Selbstverständlich hat, meine sehr verehrten Damen und Herren, diese Landesregierung auch die Schulen in freier Trägerschaft im Blick. Selbstverständlich unterstützt diese Landesregierung auch die Schulen in freier Trägerschaft auf dem wichtigen Weg zur inklusiven Schule. Aber - das wissen auch Sie - diese Schulen, oftmals auch in kirchlicher Trägerschaft, unterliegen eben bekanntermaßen ausdrücklich nicht dem Verfassungsgrundsatz der Konnexität. Das Verhältnis von Kirche und Staat in der Bundesrepublik Deutschland beruht eben auf dem verfassungsrechtlichen Grundsatz der strikten rechtlichen und organisatorischen Trennung. Dieses einzigartige Prinzip halten im Übrigen auch die Kirchen aufrecht und haben es zu Recht wieder herausgestellt.
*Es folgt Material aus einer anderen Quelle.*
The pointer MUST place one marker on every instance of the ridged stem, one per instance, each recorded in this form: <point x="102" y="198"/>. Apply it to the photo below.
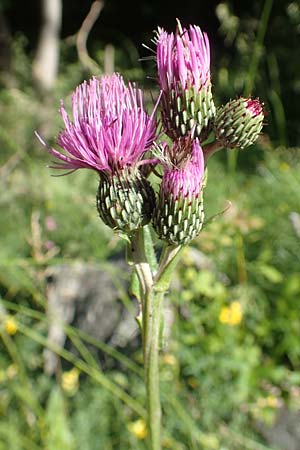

So ist es auch folgerichtig, dass wir erst nach Abschluss dieses Gesetzesvorhabens hier im Landtag in die weiteren Verhandlungen sowohl mit den Kirchen wie auch mit den Schulen in freier Trägerschaft bzw. mit den Vertreterinnen und Vertretern

der Schulen in freier Trägerschaft eintreten. Das machen wir genauso, wie es auch in dem Gesetz in Nordrhein-Westfalen geregelt ist. Dort ist auch erst das Gesetz verabschiedet worden und dann hat man entsprechende Gespräche mit den Schulen in freier Trägerschaft geführt. Ich denke, das ist der richtige Weg, meine sehr verehrten Damen und Herren.